Eva dejó que mi brazo rodease bajo su bata su cintura apretada y estrecha. Otras veces, ante su padre, ponía una muralla de hielo a mis atrevimientos de amante; aquella noche ni aún marcó un gesto de protesta. Sus manos pálidas y delgadas, aquellas manos que tanto gustaba yo besar, continuaron jugando distraídas con las migajas sobre mi hombro. La ola negra de sus cabellos olorosos rozó mi rostro estremecido y secó mis labios en los que temblaba un beso tibio y piadoso, con la piedad de la pasión, que también es santa.
El anciano seguía:
- Está abajo, en la cueva, enterrado… No le llega la nieve… Todos los años bajo por Nochebuena a derramar un azumbre e la tierra, sobre su cuerpo… ¡Que beba, voto va!… Hoy bajaré también… Eva, dame ese velón… ¡Je, je! voy a ver a nuestro huésped…

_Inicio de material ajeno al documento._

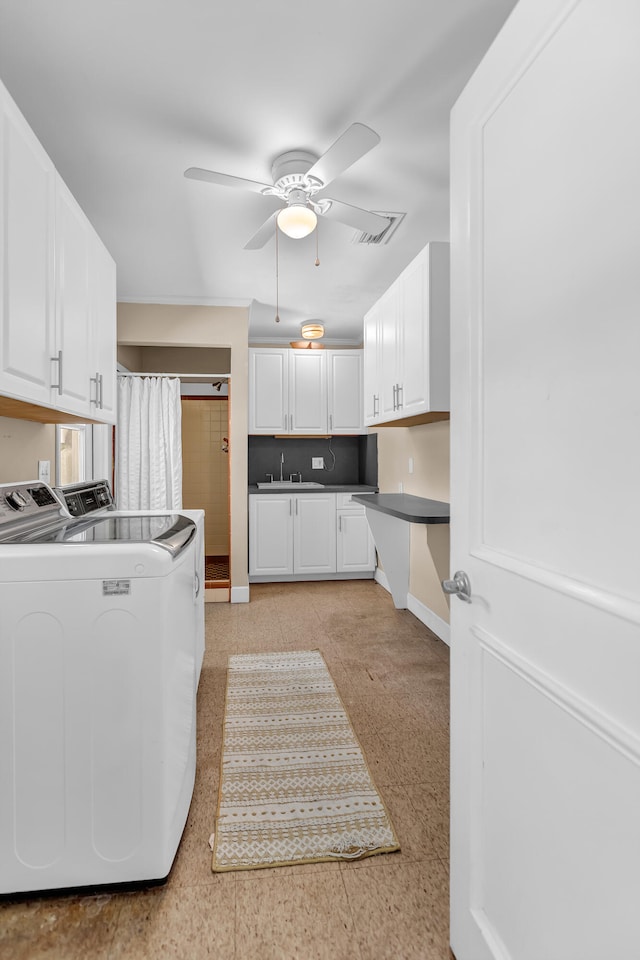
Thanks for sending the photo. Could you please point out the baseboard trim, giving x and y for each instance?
(430, 619)
(239, 594)
(381, 578)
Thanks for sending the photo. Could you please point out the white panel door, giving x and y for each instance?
(270, 534)
(314, 533)
(268, 391)
(545, 477)
(344, 385)
(27, 298)
(307, 391)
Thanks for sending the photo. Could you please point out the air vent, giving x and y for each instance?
(385, 236)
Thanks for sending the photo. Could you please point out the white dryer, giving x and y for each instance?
(101, 627)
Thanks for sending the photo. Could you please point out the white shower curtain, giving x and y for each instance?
(149, 444)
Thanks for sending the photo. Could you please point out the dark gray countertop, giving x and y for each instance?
(407, 507)
(326, 488)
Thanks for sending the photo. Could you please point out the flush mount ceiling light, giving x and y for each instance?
(297, 220)
(312, 331)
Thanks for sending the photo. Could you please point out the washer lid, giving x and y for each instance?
(171, 531)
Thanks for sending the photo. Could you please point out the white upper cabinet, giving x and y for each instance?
(102, 291)
(73, 380)
(406, 355)
(268, 391)
(57, 286)
(305, 392)
(371, 365)
(344, 387)
(27, 284)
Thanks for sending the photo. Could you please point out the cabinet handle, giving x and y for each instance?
(98, 382)
(58, 386)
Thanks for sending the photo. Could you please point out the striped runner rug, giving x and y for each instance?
(294, 785)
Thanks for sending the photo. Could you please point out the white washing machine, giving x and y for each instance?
(101, 643)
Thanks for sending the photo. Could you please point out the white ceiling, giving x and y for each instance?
(126, 94)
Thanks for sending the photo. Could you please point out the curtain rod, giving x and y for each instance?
(181, 376)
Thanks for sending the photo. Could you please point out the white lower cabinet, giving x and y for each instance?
(355, 547)
(307, 534)
(270, 535)
(314, 533)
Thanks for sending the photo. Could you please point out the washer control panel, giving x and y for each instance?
(22, 503)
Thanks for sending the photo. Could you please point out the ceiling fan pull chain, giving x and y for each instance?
(277, 318)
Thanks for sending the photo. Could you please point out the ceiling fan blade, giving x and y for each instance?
(357, 140)
(355, 217)
(226, 180)
(266, 231)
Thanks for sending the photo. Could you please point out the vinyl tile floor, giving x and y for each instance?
(393, 676)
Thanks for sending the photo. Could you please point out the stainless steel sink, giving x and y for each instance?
(288, 484)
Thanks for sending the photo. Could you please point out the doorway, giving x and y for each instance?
(205, 482)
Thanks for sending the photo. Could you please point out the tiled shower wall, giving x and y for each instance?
(205, 467)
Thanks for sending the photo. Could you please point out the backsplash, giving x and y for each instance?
(356, 458)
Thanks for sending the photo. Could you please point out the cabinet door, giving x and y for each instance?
(414, 337)
(371, 366)
(268, 391)
(102, 289)
(73, 305)
(389, 352)
(355, 547)
(314, 533)
(307, 391)
(424, 309)
(344, 384)
(270, 534)
(27, 179)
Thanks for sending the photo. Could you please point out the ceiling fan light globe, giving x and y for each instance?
(297, 221)
(312, 331)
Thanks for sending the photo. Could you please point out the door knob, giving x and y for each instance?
(459, 586)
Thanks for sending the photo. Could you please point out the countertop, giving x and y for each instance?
(407, 507)
(326, 488)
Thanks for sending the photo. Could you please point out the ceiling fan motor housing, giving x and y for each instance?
(289, 174)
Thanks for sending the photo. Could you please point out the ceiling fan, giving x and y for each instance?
(298, 177)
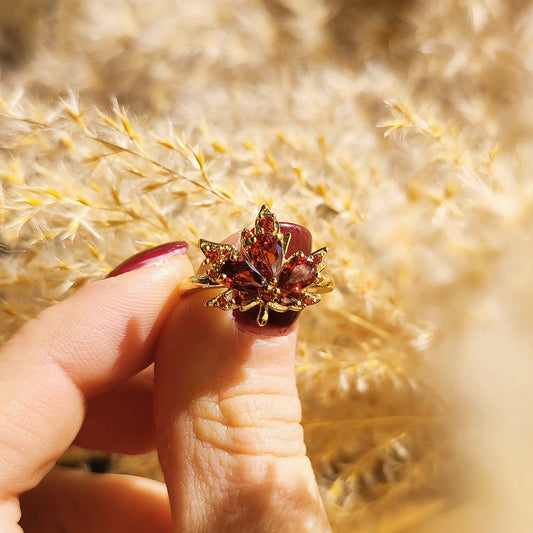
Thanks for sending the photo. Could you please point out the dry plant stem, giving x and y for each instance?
(238, 416)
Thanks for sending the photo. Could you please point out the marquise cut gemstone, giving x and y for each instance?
(241, 275)
(266, 253)
(297, 273)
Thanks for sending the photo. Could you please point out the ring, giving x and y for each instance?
(261, 276)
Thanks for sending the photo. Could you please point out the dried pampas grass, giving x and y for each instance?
(398, 132)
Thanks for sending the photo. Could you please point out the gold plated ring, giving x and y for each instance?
(260, 275)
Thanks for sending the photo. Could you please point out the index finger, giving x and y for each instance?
(103, 334)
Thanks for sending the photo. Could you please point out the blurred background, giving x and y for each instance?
(399, 132)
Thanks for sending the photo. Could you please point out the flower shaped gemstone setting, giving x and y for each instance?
(260, 275)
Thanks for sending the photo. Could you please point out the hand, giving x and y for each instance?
(222, 408)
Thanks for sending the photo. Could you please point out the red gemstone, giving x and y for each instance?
(241, 275)
(217, 255)
(297, 273)
(266, 254)
(266, 223)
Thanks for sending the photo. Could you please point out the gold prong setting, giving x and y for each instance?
(261, 275)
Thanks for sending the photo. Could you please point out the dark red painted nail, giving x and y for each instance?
(278, 323)
(150, 257)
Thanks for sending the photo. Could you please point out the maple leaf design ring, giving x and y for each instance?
(260, 275)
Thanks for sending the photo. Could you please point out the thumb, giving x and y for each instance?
(228, 421)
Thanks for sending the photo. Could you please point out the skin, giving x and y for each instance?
(221, 407)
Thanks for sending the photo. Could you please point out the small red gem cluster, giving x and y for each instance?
(260, 274)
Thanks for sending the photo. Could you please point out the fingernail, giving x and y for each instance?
(150, 257)
(278, 323)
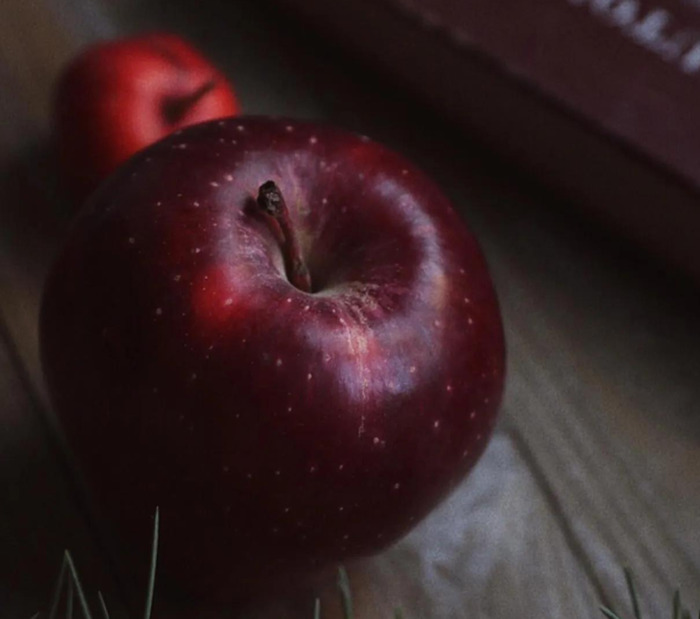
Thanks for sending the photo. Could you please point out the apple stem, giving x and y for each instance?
(176, 107)
(272, 203)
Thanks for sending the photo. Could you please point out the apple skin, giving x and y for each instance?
(117, 97)
(278, 430)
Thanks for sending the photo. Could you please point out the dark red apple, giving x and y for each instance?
(118, 97)
(293, 384)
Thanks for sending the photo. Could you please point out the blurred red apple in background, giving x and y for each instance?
(118, 97)
(280, 333)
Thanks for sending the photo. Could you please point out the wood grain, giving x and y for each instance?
(594, 462)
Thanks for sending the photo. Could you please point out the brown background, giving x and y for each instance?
(595, 461)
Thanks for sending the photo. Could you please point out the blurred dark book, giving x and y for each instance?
(597, 98)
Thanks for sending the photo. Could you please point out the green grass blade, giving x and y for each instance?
(610, 614)
(103, 606)
(345, 593)
(78, 587)
(69, 599)
(633, 593)
(56, 598)
(154, 562)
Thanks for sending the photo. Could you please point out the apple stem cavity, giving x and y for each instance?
(175, 109)
(271, 202)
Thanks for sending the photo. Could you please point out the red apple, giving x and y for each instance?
(118, 97)
(293, 384)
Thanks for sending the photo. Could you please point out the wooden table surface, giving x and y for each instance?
(594, 464)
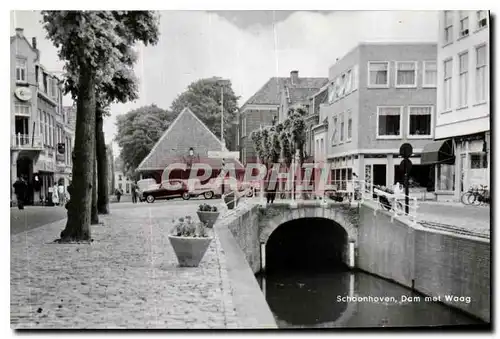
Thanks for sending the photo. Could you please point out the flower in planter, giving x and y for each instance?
(207, 208)
(186, 227)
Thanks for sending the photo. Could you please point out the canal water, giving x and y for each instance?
(343, 298)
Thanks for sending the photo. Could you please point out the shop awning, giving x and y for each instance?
(438, 152)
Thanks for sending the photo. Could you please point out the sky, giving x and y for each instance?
(247, 47)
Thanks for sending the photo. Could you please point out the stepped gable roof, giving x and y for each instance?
(185, 132)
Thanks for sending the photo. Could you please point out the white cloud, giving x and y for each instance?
(195, 44)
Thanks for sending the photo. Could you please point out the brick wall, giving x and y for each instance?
(244, 227)
(370, 98)
(437, 264)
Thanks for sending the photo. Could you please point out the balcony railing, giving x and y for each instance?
(25, 141)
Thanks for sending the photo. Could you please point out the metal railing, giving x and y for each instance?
(345, 191)
(25, 141)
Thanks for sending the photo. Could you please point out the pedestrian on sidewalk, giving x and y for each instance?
(55, 195)
(118, 193)
(20, 189)
(134, 193)
(62, 195)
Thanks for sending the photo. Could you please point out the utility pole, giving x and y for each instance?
(222, 132)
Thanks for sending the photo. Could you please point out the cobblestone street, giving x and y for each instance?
(127, 278)
(472, 218)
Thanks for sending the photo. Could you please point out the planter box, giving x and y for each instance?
(208, 218)
(189, 251)
(230, 200)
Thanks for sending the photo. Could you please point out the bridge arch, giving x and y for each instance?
(329, 229)
(276, 216)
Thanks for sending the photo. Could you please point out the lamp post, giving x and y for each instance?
(190, 158)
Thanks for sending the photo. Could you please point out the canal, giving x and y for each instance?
(343, 298)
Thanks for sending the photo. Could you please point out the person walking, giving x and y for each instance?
(62, 195)
(20, 188)
(55, 195)
(134, 193)
(118, 194)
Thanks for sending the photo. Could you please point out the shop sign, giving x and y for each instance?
(23, 93)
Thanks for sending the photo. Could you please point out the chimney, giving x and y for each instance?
(20, 32)
(294, 77)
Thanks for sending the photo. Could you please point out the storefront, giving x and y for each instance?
(459, 163)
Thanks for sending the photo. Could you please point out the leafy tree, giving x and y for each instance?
(94, 45)
(138, 131)
(203, 97)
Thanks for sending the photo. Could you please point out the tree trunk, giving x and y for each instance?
(94, 217)
(102, 168)
(78, 223)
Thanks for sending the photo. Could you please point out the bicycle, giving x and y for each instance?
(476, 196)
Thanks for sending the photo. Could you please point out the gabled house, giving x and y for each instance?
(187, 140)
(270, 104)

Hizo un esfuerzo y su cuerpo, separado del sillón, rodó como una masa pesada bajo la mesa. De la copa cayó el rojo líquido, dejando en el mantel una extensa mancha sangrienta, y el cristal partiose en el suelo en cien pedazos que tintinearon un momento. Su sonido metálico, agudo, hizo correr un escalofrío de sobresalto por mis nervios. Aún se oyó un segundo el cuerpo del tabernero revolcarse en el suelo. Después calló todo.
Soy anciano ya, y para ese bagaje inútil de la vejez, que se llama recuerdos, he ido abriendo fosas en mi alma; pero la memoria de aquella noche extraña perdurará en mí hasta que la muerte me haga partícipe de su secreto temible y atrayente como un abismo.
Sé que al rodar el anciano, mis manos torpes desprendieron la cinta azul que abrazaba el pescuezo blanquísimo de Eva. Me acuerdo del mirar de sus ojos, brillante y lascivo, de la sonrisa levísima de sus labios tembladores y húmedos…
Fué un poder de sugestióni honda la que me hizo alzar la mirada. Yo creo en esas coacciones mudas que un espíritu ejerce en otro espíritu… En la puerta de la alcoba, destacándose sobre los oscuros cortinones, el moribundo esposo estaba, erguido, pálido, envuelto en sus blancas ropas, estertorando angustiado, pegados al rostro sus cabellos lacios, agarradas sus manos al amplio cortinaje.
……………………………
Fue el vino rojo; no fui yo.
Aun me parece estar viendo como corría sobre sus blancas ropas, sobre su cuerpo esquelético, el chorrito de sangre que salió de su herida.
Yo llevo otra incurable en esa vieja, descontenta y gritadora que llaman conciencia.”